Philip Dale Roddey | |
---|---|
Nickname(s) | Defender of North Alabama |
Born |
Moulton, Alabama |
April 2, 1826
Died | July 20, 1897 London, England |
(aged 71)
Allegiance |
United States of America Confederate States of America |
Service/branch | Confederate States Army |
Years of service | 1861–1865 |
Rank | Brigadier General |
Unit | 4th Alabama Cavalry Regiment |
Commands held | Roddey's Cavalry Brigade |
Battles/wars | Battle of Shiloh, Brices Cross Roads, Battle of Selma |
Other work | Commission merchant |
Philip Dale Roddey (April 2, 1826 – July 20, 1897) was a brigadier general in the army of the Confederate States of America during the American Civil War.
Roddey was born in Moulton, Lawrence County, Alabama, to Philip and Sarah Roddey. His father, a saddler, had moved his family to Alabama from eastern Tennessee. Philip D. Roddey's birth year is usually given as 1826, which is on his tombstone. However, census records show him as several years older, and in fact his father had been shot and killed in an altercation in Moulton in 1824. Roddey's widowed mother raised her 3 children as best she could, but Roddey received little formal education. He was a tailor in Moulton before he was appointed sheriff of Lawrence County in 1846, serving at least until 1852. He then purchased a steamboat, which he ran on the Tennessee River. He married Margaret A. McGaughey and had a son and a daughter.
When the American Civil War began, Roddey, who had not supported secession, sought to remain out of it.
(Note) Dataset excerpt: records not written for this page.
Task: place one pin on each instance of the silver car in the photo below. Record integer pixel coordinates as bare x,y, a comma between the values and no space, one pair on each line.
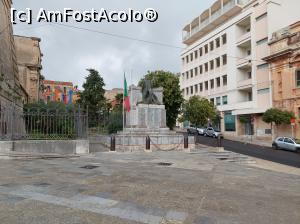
287,144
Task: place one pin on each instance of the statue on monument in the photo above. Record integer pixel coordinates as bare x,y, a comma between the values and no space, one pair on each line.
148,95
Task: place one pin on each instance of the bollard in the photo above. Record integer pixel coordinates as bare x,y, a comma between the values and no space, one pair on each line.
147,143
186,141
112,143
219,141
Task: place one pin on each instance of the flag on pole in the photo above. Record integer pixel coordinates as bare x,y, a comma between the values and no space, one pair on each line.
126,97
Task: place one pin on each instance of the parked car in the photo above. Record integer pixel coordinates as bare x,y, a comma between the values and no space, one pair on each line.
192,130
287,144
211,132
201,130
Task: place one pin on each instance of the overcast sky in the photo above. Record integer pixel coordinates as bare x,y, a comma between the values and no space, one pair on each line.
68,52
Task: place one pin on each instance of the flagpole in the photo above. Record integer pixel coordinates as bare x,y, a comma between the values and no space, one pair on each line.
130,103
123,109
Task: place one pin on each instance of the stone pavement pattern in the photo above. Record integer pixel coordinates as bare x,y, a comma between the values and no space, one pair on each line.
199,187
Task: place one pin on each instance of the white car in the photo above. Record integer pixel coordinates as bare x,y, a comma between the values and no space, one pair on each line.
287,144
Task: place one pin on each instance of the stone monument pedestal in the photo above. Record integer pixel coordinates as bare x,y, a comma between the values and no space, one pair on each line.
149,120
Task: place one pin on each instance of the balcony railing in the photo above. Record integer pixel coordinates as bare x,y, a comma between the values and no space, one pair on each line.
229,9
244,84
243,61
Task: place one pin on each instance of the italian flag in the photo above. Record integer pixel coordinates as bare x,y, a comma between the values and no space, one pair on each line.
126,97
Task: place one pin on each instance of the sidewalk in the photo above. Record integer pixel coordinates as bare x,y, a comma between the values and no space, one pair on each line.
249,140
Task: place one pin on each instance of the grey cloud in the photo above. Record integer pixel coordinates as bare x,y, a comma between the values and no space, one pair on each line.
68,52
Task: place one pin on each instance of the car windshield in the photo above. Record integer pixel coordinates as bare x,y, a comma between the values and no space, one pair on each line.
297,141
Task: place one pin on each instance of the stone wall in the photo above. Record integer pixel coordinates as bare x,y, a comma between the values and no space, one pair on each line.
10,89
29,58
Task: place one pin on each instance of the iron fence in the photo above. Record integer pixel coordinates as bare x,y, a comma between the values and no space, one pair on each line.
17,124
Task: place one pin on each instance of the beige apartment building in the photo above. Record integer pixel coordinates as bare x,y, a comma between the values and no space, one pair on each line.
223,60
29,59
11,92
284,61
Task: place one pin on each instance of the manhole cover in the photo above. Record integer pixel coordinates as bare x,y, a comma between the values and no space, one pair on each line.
89,167
164,164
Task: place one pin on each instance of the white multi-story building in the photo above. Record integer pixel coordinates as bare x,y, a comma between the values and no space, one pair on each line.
223,62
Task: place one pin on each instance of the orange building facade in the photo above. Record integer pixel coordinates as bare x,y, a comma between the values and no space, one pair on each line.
56,91
284,61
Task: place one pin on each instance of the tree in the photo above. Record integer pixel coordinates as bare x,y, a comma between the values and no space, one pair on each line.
277,117
93,94
199,110
172,97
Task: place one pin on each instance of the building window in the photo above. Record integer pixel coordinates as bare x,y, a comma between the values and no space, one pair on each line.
212,84
225,100
250,96
298,78
225,80
211,65
229,121
224,39
211,46
261,16
262,66
218,101
206,67
218,42
218,81
206,49
201,69
262,41
224,58
218,62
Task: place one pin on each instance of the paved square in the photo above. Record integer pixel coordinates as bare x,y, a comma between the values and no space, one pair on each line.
200,187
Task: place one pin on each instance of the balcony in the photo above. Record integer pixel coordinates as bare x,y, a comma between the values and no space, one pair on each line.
213,17
244,63
245,84
244,39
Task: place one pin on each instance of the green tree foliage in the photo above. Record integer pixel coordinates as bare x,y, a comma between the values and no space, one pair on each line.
199,110
115,121
93,94
172,97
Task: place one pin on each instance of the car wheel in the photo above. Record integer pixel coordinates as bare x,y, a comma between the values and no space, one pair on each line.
275,147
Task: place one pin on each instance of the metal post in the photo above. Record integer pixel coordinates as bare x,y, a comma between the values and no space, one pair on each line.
147,143
186,141
112,143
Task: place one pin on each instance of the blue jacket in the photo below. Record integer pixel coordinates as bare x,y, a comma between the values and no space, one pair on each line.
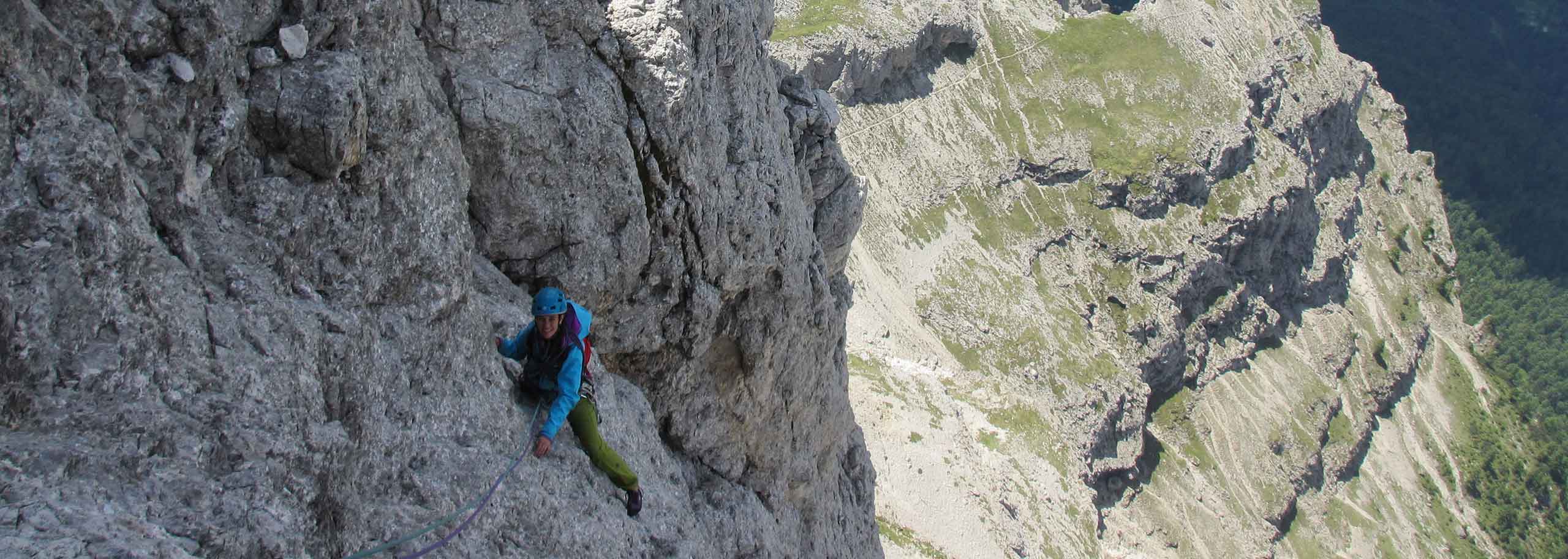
567,382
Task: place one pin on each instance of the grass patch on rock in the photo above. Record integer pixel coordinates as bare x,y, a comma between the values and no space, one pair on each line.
818,16
1125,88
907,539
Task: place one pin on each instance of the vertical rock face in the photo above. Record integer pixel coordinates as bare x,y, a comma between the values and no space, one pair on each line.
251,314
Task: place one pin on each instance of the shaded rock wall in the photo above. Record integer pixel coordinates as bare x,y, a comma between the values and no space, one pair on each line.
250,305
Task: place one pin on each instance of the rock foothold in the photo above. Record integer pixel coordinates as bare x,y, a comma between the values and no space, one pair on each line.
314,112
294,40
264,57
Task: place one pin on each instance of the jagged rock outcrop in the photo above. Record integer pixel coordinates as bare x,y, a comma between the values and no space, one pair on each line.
1153,283
250,310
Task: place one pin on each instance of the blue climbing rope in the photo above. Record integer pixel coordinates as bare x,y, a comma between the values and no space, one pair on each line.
477,504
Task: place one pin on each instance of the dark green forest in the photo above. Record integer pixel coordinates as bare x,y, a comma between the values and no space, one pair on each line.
1485,85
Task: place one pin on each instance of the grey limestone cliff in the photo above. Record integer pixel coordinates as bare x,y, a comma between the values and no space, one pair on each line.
255,255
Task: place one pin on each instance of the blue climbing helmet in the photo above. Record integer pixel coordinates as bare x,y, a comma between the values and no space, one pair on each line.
549,300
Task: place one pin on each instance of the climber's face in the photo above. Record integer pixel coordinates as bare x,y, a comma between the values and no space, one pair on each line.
548,324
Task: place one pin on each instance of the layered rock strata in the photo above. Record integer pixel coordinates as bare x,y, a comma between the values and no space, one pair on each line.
250,300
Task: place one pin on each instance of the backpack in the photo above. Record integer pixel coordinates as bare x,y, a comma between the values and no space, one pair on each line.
570,327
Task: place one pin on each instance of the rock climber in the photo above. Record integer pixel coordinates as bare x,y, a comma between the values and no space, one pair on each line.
554,352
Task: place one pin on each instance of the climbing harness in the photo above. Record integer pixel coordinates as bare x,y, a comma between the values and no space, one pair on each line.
477,504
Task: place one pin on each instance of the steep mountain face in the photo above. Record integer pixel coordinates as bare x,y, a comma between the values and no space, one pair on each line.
1156,283
256,253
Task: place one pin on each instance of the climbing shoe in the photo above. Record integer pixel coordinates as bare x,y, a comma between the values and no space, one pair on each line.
634,503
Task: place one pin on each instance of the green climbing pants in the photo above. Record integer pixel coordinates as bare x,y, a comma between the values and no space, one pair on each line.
586,424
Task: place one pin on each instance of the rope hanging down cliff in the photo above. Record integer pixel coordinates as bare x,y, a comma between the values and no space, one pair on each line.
477,504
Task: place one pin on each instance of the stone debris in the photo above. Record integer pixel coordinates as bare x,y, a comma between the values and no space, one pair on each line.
181,68
294,40
312,112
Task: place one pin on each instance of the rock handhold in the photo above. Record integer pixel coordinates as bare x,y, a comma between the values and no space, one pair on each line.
294,40
264,57
314,113
181,68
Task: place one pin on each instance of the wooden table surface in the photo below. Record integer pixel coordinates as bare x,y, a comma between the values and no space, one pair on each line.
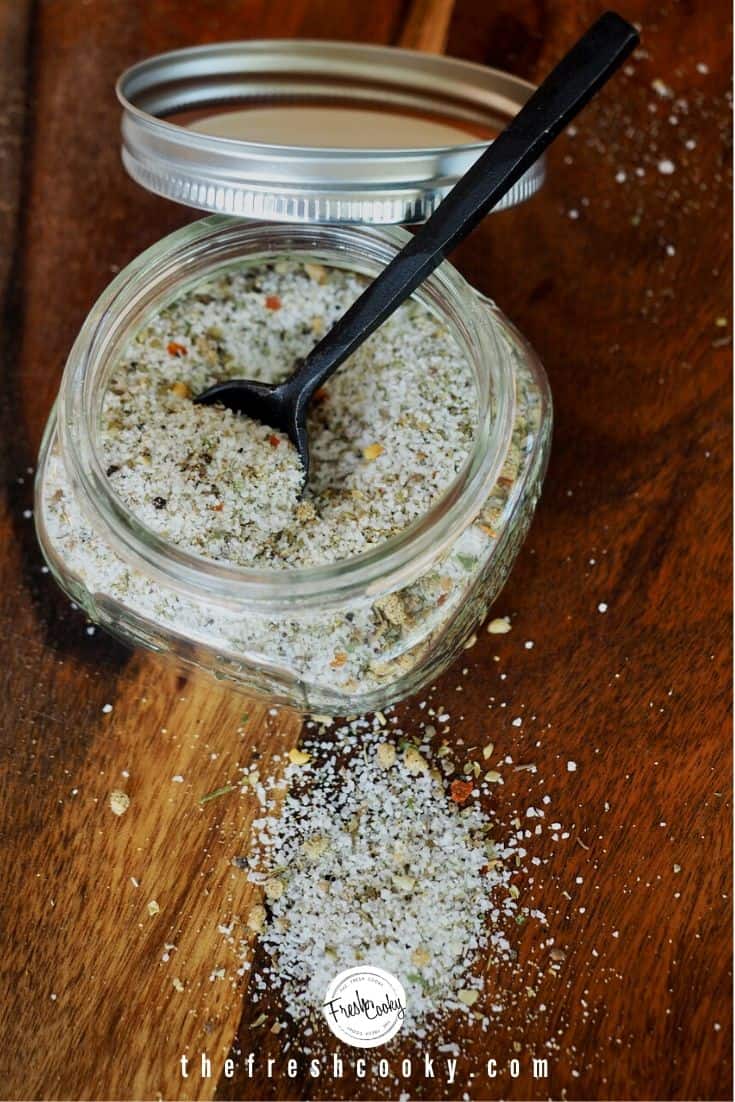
619,274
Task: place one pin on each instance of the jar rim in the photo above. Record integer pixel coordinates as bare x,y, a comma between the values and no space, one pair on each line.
180,260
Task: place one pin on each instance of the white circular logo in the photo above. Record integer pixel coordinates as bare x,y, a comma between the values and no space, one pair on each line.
365,1006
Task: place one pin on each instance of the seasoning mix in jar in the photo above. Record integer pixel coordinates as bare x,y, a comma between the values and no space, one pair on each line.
182,527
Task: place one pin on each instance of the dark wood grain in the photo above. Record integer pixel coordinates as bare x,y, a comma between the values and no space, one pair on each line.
619,274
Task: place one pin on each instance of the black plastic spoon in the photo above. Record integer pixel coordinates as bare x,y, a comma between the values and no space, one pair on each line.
580,74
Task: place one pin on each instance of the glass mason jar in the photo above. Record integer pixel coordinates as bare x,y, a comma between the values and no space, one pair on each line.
342,638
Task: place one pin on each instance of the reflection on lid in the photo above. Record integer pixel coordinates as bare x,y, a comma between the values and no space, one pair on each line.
332,128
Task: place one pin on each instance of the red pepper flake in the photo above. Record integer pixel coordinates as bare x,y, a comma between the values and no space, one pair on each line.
461,790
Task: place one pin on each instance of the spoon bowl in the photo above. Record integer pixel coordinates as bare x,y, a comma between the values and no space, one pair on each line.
575,79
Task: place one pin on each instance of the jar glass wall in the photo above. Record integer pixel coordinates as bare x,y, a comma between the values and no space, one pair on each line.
341,638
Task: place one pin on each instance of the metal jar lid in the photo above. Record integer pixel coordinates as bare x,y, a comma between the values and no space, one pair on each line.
190,116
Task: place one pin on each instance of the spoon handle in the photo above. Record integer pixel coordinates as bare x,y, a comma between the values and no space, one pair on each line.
575,79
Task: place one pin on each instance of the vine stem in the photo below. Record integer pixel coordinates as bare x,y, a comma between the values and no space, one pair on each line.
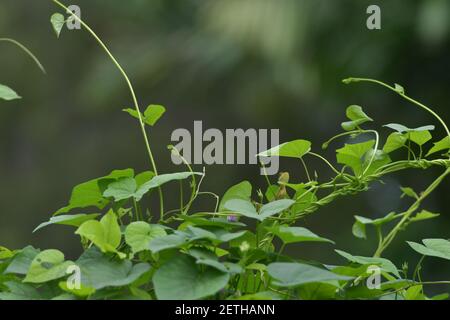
403,95
27,51
131,88
390,237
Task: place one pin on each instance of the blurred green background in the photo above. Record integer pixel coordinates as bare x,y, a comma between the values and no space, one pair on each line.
231,64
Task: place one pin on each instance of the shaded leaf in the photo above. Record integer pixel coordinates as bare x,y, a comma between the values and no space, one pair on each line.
182,279
292,149
8,94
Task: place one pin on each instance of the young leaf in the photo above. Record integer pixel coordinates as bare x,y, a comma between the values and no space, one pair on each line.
439,248
8,94
295,274
242,190
57,20
409,192
46,266
352,155
275,207
441,145
99,271
182,279
295,234
357,116
123,188
394,141
292,149
150,116
399,88
89,194
385,264
243,207
424,215
160,180
69,220
420,137
401,128
139,234
105,234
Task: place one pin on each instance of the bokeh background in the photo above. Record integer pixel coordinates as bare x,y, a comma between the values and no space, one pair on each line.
231,64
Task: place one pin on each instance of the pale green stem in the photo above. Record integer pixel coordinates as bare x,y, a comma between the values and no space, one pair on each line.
130,86
27,51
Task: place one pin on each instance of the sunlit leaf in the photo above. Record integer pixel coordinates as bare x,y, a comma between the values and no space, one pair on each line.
294,274
57,20
295,234
182,279
6,93
439,248
352,155
357,116
441,145
292,149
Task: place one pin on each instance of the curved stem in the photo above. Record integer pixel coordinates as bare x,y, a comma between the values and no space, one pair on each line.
403,95
130,86
27,51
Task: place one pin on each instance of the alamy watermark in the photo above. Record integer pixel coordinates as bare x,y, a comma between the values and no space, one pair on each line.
235,146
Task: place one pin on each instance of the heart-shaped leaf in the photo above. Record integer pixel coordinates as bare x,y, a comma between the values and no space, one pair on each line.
357,117
46,266
6,93
439,248
139,234
182,279
292,149
291,274
57,20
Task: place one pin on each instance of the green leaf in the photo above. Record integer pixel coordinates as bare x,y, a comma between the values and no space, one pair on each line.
399,88
89,194
359,227
139,234
151,115
46,266
295,234
287,274
385,264
292,149
441,145
243,207
379,160
439,248
274,207
419,137
407,191
100,271
8,94
247,209
170,241
242,190
359,230
182,279
124,188
159,180
69,220
401,128
394,141
105,234
22,261
424,215
352,155
357,116
20,291
57,20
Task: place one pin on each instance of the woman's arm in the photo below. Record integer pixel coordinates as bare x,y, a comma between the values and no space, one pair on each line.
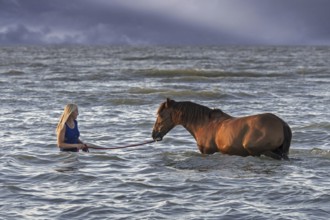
62,144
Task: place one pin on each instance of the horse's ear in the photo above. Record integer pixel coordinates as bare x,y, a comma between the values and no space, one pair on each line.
215,113
169,102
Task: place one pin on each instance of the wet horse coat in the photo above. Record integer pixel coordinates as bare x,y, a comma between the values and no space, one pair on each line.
216,131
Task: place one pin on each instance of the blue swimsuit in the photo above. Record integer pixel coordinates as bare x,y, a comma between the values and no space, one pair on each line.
71,137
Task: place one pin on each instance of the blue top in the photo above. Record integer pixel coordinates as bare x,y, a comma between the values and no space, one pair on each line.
71,136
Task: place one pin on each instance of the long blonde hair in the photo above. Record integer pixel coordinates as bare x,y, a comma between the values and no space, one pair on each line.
68,109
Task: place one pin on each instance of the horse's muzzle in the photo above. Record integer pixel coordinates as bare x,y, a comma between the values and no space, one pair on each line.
157,136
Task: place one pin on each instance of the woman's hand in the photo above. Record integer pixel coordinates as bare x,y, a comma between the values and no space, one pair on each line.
83,147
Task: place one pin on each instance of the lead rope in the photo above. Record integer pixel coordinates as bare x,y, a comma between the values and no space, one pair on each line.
127,146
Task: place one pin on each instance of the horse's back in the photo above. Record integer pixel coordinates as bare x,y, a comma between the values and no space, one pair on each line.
253,134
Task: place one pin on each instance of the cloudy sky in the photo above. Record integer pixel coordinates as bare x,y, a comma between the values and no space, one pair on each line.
165,22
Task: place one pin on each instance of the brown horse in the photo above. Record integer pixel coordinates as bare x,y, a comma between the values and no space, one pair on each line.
216,131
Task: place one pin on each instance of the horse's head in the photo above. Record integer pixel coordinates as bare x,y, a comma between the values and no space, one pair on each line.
164,122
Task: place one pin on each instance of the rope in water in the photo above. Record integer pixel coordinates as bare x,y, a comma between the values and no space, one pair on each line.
127,146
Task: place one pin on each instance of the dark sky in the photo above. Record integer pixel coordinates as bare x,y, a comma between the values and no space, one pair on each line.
165,22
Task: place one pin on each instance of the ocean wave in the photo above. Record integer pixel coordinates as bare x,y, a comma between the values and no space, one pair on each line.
13,73
177,93
199,73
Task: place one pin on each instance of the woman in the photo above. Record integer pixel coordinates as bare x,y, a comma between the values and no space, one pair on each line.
67,131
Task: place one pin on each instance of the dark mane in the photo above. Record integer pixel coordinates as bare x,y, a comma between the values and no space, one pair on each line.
189,111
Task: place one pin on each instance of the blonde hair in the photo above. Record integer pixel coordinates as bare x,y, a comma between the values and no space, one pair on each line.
68,109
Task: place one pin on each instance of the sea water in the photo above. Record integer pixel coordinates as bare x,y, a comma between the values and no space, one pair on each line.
118,90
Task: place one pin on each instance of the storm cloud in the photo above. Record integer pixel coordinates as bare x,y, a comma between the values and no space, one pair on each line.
166,22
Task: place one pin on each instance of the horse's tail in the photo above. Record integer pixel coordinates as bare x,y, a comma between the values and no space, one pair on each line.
287,140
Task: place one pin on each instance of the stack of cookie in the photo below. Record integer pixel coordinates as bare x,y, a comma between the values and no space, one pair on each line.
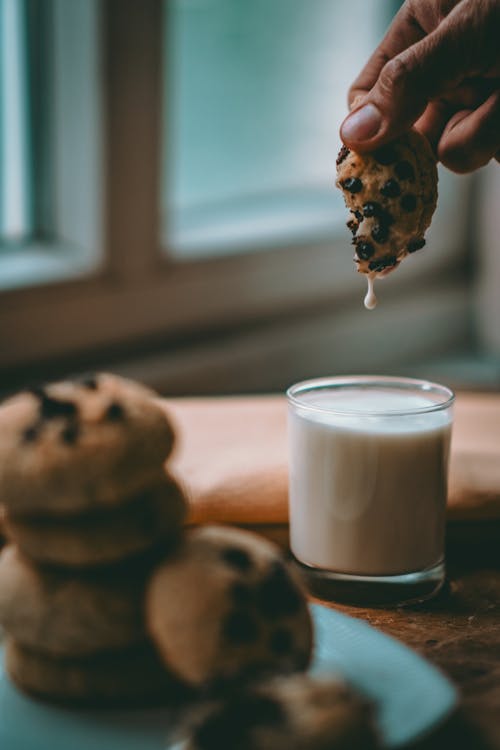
89,512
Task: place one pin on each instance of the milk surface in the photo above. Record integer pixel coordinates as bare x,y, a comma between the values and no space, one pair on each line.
368,491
After the fall of Fort Henry, Tennessee, to Ulysses S. Grant in February 1862, however, Union gunboats were able to sail as far as Florence, Alabama, where the shallows at Muscle Shoals stopped them. Rather than allow his steamboat to be seized and used by the enemy, Roddey burned her. He then raised a cavalry company, which he led at the Battle of Shiloh in April 1862.
Roddey was active with his company during the advance on Corinth, Mississippi, General Braxton Bragg writing on May 4, 1862, that "Roddey is invaluable". On August 21, 1862, Bragg – now in Chattanooga – wrote, ""A portion of our cavalry, consisting of the companies of Captains Earle, Lewis, and Roddey, led by Captain Roddey, has made another brilliant dash upon a superior force of the enemy, resulting in the capture of 123 prisoners." In October 1862, Roddey accordingly was authorized to increase his command to a regiment, the 4th Alabama Cavalry. Roddey was now a colonel. Roddey's regiment would serve under both Nathan Bedford Forrest and Joseph Wheeler, principally in Tennessee and Alabama.